Moreover, calling “count” means that you’re invoking a method, which is generally going to be kind of slow.

That said, let’s see what kind of answer we can get, and how long it takes to run using the “timeit” magic method in Jupyter:

%timeit df.count()

The result that I get is:

64.6 ms ± 6.14 ms per loop (mean ± std. dev. of 7 runs, 10 loops each)

In other words, “timeit” ran this code 10 times, and found that on average, it took 64.6 ms to run. That' might sound pretty fast, but maybe there’s a faster way.

What if I run it on a single column? Let’s try the first one:

%timeit df[df.columns[0]].count()

How long did that take?

1.28 ms ± 86.2 µs per loop (mean ± std. dev. of 7 runs, 1,000 loops each)

That’s a lot faster… but maybe we can get it faster still?

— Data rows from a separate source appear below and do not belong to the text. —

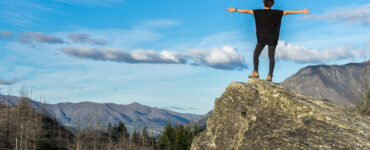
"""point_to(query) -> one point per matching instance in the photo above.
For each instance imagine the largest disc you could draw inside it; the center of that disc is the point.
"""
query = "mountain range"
(134, 115)
(340, 84)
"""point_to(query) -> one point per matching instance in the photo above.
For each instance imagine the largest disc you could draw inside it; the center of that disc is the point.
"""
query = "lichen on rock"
(264, 115)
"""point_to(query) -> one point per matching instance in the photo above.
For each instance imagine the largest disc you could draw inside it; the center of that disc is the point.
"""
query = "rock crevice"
(264, 115)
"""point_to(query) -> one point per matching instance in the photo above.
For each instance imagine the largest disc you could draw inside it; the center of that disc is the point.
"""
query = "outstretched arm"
(304, 11)
(240, 10)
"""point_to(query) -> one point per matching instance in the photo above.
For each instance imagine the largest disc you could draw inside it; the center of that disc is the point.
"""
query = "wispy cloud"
(21, 13)
(85, 38)
(30, 38)
(300, 54)
(9, 82)
(6, 34)
(92, 2)
(225, 58)
(355, 16)
(160, 22)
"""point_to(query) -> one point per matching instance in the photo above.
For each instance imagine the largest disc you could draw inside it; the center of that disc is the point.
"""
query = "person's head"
(268, 3)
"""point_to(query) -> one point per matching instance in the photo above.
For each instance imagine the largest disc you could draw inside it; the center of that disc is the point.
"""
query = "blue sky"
(178, 54)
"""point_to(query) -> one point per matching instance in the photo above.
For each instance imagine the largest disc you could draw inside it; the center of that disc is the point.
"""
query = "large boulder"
(264, 115)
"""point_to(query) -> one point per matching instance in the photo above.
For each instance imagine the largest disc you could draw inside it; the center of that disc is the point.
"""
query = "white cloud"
(357, 16)
(160, 22)
(289, 51)
(92, 2)
(31, 38)
(6, 34)
(9, 82)
(85, 38)
(225, 58)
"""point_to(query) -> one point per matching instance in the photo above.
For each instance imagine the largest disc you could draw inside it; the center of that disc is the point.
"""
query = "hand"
(231, 9)
(306, 11)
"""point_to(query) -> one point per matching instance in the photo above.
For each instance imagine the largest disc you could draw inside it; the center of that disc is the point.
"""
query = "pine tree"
(167, 138)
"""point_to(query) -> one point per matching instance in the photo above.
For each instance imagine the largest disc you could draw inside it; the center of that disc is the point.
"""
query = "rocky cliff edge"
(264, 115)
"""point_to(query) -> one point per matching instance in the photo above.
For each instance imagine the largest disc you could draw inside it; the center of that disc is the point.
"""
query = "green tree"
(167, 138)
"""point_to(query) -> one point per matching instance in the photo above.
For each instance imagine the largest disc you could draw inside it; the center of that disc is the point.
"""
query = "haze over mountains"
(134, 115)
(341, 84)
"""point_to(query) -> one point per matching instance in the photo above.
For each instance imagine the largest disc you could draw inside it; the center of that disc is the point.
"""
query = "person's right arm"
(304, 11)
(240, 10)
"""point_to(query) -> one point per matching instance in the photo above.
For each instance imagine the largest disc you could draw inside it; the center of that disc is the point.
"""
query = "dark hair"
(268, 3)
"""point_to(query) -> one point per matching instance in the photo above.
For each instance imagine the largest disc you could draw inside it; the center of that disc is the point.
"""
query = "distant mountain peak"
(340, 84)
(263, 115)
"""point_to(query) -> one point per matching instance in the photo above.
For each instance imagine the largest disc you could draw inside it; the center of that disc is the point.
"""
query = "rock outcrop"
(264, 115)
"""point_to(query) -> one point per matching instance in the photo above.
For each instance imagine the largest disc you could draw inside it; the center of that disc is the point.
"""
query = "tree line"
(22, 127)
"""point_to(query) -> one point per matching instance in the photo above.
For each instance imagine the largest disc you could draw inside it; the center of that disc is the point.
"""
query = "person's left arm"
(240, 10)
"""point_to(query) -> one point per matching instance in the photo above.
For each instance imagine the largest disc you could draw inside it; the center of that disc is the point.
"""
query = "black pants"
(257, 52)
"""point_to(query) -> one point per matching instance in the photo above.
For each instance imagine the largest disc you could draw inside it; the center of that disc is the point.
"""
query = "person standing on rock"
(268, 23)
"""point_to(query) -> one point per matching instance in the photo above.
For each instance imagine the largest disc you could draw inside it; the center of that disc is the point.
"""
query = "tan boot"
(269, 78)
(254, 75)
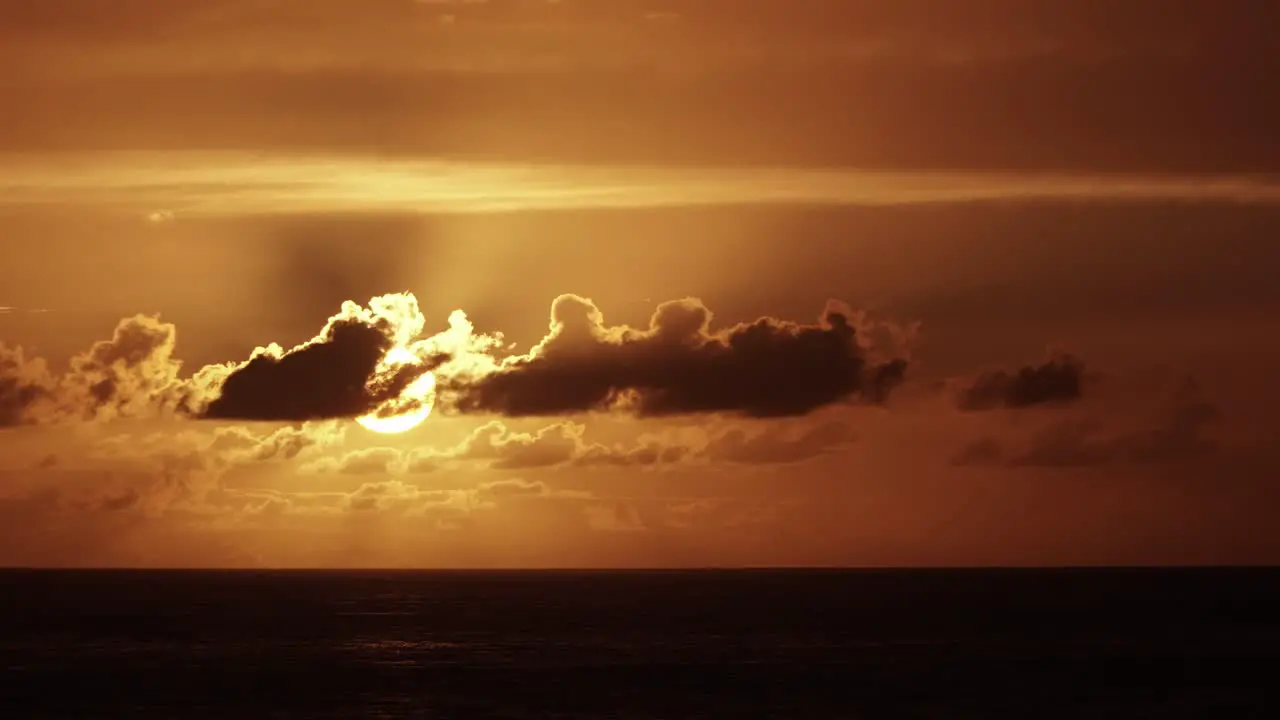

One alternative would be to get the shape of our data frame. The “shape” attribute returns a two-element tuple, in which the first (at index 0) contains the number of rows, and the second (at index 1) contains the number of columns. I could thus say:

df.shape[0]

This will give me the right answer, but will it be any faster than running “count”? Let’s find out:

%timeit df.shape[0]

Running that results in:

433 ns ± 22.8 ns per loop (mean ± std. dev. of 7 runs, 1,000,000 loops each)

Wow. Just to remind you, there are 1,000,000 (yes, 1 million) ns in 1 ms. So… yeah, using “shape” is a lot faster than calculating “count” on a single column.

But maybe we can get it to run faster yet?

For example, what if I just run “len” — yes, the standard Python “len” function — on our data frame? How long will that take?

%timeit len(df)

The output:

267 ns ± 8.07 ns per loop (mean ± std. dev. of 7 runs, 1,000,000 loops each)

In other words, using “len” on the data frame takes about half as long as retrieving the result from “shape”.

I was long under the impression that this was the best we could do. But then someone told me about an even faster technique, and I decided to try it: We could run “len” on df.index. That is, we retrieve the index from our data frame, and then calculate the length of that index object:

%timeit len(df.index)

And how long does that take?

173 ns ± 2.62 ns per loop (mean ± std. dev. of 7 runs, 10,000,000 loops each)

In other words: There are a number of ways to find out how many rows are in our data frame. They’ll all give us the same results. But if you want to count the rows, you’re best off invoking “len” on the data frame’s index.